There are data that early tocilizumab can, at the first fevers, abrogate the CRS toxicity without abrogating the antitumor effect. Even [early use of] steroids, which are lymphocyte killers, is supported by data for neurotoxicity and does not seem to abrogate the antitumor response. If we could [treat patients even] earlier [with these interventions] and not have them become confused, or [enter a certain coma level], that could be even better.

What emerging approaches could be investigated with this modality?

Once we know that it’s extremely effective for [patients with] relapsed/refractory [disease], and we know that it’s effective for [patients with] high-risk genetic genetics, perhaps we could offer those patients up-front CAR T-cell therapy after some cytoreduction with chemotherapy as a consolidation approach.

Are there any concerns with moving CAR T-cell therapy up front?
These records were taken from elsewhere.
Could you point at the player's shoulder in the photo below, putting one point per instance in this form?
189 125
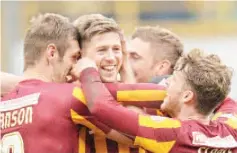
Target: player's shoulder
155 121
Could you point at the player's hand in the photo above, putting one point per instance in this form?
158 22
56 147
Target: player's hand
126 72
81 65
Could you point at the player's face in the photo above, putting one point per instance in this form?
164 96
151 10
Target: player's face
105 50
64 65
175 91
141 59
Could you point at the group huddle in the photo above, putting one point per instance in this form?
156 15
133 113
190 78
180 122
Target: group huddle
87 89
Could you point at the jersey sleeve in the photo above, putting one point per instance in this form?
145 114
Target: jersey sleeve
80 114
147 95
150 132
227 113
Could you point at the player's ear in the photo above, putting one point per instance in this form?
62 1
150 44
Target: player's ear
51 53
162 67
188 96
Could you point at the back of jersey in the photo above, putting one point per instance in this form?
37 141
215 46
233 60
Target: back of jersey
35 119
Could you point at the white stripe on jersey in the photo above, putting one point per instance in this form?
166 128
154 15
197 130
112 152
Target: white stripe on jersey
17 103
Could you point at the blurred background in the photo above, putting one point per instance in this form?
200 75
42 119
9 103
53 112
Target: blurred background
209 25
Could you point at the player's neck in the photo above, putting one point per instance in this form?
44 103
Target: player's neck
36 73
192 114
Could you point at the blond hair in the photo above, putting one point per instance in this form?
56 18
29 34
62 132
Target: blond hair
207 76
94 24
45 29
160 37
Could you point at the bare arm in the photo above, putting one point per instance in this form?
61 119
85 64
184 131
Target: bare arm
8 82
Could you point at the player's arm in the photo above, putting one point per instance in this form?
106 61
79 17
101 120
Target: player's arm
8 82
81 115
151 133
147 95
227 113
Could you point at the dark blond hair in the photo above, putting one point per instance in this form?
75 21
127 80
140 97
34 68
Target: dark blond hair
45 29
94 24
207 76
160 37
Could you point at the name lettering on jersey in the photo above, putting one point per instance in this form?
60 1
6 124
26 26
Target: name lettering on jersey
18 111
214 142
211 150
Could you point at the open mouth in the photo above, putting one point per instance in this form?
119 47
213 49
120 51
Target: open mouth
109 68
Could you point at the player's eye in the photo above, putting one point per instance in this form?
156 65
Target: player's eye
135 56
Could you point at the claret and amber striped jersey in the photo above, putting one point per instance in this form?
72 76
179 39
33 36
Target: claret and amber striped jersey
44 117
155 133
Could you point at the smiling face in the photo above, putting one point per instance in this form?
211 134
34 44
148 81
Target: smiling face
105 50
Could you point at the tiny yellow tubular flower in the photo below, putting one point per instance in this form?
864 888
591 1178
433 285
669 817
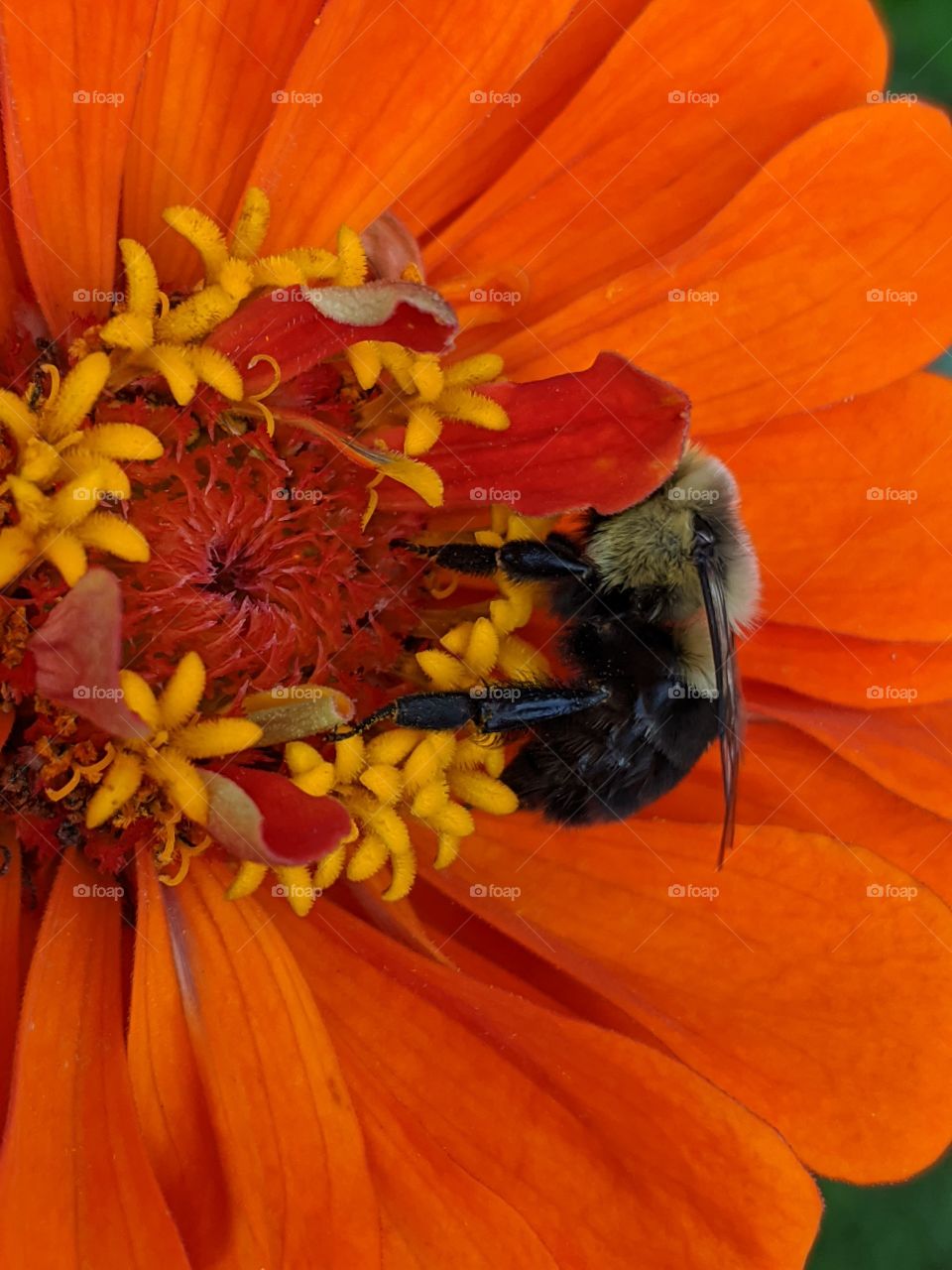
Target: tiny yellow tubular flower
177 737
352 258
252 225
77 394
122 779
62 471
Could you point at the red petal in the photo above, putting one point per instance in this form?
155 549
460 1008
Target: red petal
299 326
77 652
604 437
262 816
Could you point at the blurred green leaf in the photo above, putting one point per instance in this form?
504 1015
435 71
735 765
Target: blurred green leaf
921 33
906 1227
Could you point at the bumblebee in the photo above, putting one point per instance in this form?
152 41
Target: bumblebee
652 599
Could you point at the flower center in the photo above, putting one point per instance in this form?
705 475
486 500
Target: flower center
227 468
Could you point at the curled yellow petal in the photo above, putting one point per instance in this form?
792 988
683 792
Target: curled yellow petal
141 280
182 693
246 880
118 785
214 737
252 223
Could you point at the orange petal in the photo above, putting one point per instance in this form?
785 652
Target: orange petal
171 1101
10 902
68 90
75 1184
814 1003
626 175
789 779
203 55
347 157
838 504
567 60
13 273
769 310
848 671
290 1143
907 751
589 1150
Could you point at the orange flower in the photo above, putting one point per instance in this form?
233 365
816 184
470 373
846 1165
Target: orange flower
567 1048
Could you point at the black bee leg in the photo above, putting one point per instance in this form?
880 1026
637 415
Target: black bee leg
552 561
522 561
460 557
489 707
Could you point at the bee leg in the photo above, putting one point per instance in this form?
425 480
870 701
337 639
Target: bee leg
522 559
490 708
467 558
552 561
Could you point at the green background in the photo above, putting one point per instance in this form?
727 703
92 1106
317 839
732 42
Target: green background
905 1227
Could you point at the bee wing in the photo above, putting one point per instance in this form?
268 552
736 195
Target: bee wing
728 695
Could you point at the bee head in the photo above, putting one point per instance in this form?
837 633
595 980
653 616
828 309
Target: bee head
656 550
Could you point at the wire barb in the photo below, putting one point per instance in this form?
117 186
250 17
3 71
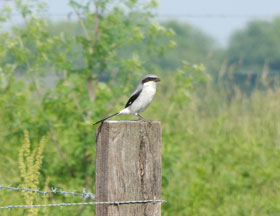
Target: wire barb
84 194
85 203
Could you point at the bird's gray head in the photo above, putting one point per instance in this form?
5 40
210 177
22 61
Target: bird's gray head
149 78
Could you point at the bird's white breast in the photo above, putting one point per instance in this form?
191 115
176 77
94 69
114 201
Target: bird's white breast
145 98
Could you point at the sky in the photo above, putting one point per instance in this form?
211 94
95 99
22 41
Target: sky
218 18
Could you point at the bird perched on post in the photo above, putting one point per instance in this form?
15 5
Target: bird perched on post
140 98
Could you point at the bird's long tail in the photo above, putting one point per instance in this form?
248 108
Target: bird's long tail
102 120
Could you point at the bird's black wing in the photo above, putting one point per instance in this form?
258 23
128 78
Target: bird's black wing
133 98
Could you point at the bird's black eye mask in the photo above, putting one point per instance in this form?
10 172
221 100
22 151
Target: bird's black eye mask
150 79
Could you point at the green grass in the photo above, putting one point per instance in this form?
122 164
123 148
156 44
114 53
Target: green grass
219 157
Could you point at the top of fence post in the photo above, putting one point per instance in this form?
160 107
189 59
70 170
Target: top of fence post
128 167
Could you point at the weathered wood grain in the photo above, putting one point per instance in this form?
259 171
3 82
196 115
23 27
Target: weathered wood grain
128 167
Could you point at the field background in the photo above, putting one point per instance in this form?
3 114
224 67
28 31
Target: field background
219 107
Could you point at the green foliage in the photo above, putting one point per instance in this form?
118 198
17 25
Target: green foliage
256 46
30 162
219 157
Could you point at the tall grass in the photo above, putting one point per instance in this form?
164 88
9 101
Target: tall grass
220 157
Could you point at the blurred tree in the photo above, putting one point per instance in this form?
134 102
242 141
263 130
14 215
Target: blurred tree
256 48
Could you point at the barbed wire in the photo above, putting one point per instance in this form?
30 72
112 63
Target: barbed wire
85 203
187 15
84 194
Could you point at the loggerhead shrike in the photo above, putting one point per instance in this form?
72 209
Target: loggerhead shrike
140 98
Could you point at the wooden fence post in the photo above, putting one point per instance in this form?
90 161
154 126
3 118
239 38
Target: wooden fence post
128 167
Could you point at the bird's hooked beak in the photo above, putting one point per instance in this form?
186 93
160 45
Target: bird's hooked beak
157 79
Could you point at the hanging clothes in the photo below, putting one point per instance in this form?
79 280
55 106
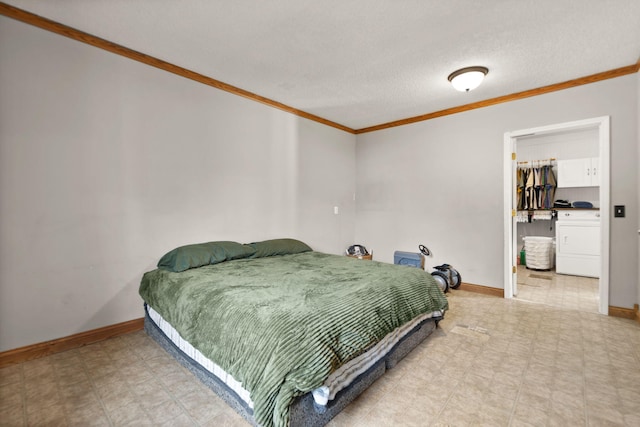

If we know a patient has a high risk of relapse, it makes perfect sense to offer [CAR T-cell therapy] to them up front. It’s an effective therapy for those patients. If we know that they’re ultimately going to fail [treatment], then why wouldn’t we [offer it to them up front? For those patients that could be cured with R-CHOP, R-CHOP is still probably the way to go. [We’ll have to] figure out who’s not going to do well with R-CHOP [and may be a candidate for CAR T-cell therapy up front].

What efforts are being made to overcome resistance mechanisms to CAR T-cell therapy?

[There’s research evaluating] dual targets. Can we combine novel agents with CAR T-cell therapy to increase its effectiveness? Maybe we’ll offer more than one infusion of CAR T-cell therapy. If so, there might be a tandem CAR T-cell therapy one day. Those things are being looked at.

What is your take-home message to your colleagues?

The most important point is that a [patient with] multiply relapsed [or] even refractory lymphoma [should be considered for CAR T-cell therapy] as a curative option for treatment.

We have a robust CAR T-cell therapy unit. We’ve treated the first [patient] in the nation with the FDA-approved [brexucabtagene autoleucel (Tecartus)] for mantle cell lymphoma with excellent results, and we have ongoing trials with CAR T-cell therapy in multiple myeloma as well.